In order term, our training environment needs to define the states, actions and rewards that define our reinforcement learning problem.

For the states, it consists of eight numbers at each timestep:

  • The relative position in X and Z of the agent with respect to the target (two numbers)
  • The distance between the agent and the edges of the platform (four numbers)
  • The agent velocity in X and Z (two numbers)

Two continous actions are allowed: moving to the left and moving to the right.

The reward is defined in such way:

  • A negative reward of 0.05 at each timestep
  • A negative reward proportional to the distance of the agent from the target
  • A large negative reward of -10.0 each time the agent falls off from the platform
  • A positive reward of 1.0 each time the agent reaches the target.

Finally, the training environment is illustrated below. Note that to speed up training twelve parallel identical environments were used.

overall

The training of the agents using PPO is shown in the following clip. For more details on the hyperparameters and neural network architecture considered refer to the github page of the project.

As observed, the agent learns very fast to move quickly to the target location. By the way, each “lag” in the video corresponds to a training iteration of the algorithm.

Creating a Game

The game consists, at the moment, of two different level. To obtain a reasonable level of difficulty for the player, the acceleration rate of the opponent had to be reduced by a factor of respectively 10 and 5 for level one and two. This explains why sometimes, especially for the first level, the opponent seems to barely miss the target. Because, during the training phase, it learned to compensate its position for a specific acceleration rate different than the one it is actually playing.

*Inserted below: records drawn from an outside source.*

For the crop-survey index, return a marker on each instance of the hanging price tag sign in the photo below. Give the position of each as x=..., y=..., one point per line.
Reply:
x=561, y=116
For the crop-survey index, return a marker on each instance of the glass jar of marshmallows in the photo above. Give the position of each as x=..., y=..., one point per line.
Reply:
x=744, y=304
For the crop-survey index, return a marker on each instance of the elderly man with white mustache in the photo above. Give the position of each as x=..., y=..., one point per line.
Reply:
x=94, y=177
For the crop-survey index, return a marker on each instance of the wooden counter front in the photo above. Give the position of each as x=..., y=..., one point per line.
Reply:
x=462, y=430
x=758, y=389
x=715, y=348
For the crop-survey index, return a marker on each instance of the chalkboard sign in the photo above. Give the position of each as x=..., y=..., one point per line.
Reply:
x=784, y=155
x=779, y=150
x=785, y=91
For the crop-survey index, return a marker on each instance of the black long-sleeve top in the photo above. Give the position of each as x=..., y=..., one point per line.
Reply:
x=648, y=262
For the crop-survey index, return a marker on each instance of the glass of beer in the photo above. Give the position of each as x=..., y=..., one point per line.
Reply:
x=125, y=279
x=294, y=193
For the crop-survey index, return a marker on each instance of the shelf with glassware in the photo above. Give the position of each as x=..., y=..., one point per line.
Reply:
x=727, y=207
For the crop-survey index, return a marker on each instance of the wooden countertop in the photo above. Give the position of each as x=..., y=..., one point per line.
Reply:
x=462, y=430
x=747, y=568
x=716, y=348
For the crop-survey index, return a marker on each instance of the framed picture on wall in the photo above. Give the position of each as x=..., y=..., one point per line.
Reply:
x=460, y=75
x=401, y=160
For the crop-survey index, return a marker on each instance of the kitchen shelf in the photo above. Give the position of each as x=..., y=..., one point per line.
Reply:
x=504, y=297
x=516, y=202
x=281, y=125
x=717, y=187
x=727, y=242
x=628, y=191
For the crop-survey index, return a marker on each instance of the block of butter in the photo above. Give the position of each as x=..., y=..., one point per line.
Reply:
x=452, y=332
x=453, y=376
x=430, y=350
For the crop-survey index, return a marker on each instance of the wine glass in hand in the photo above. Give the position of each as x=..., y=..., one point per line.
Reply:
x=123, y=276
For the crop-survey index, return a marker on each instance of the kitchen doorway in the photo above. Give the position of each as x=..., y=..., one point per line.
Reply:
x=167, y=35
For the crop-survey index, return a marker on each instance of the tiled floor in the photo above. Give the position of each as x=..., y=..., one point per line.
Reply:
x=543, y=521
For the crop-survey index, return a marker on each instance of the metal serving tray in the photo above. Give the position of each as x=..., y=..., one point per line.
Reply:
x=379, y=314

I think that this behaviour yields to a more realistic gameplay where you don’t have the impression of playing against an opponent that only follows a straight line to the target.

Download

At the moment, the game is available for Windows & Android.

  • Link for Windows. Extract the zipped folder & double click on the .exe to play.
  • Link for Android. Download to your device and install to easily add to your apps.

To move the ball on Windows use either the arrows or the W (up), A (left), S (down) and D (down) keys. On a mobile device use the provided control at the bottom right of the screen.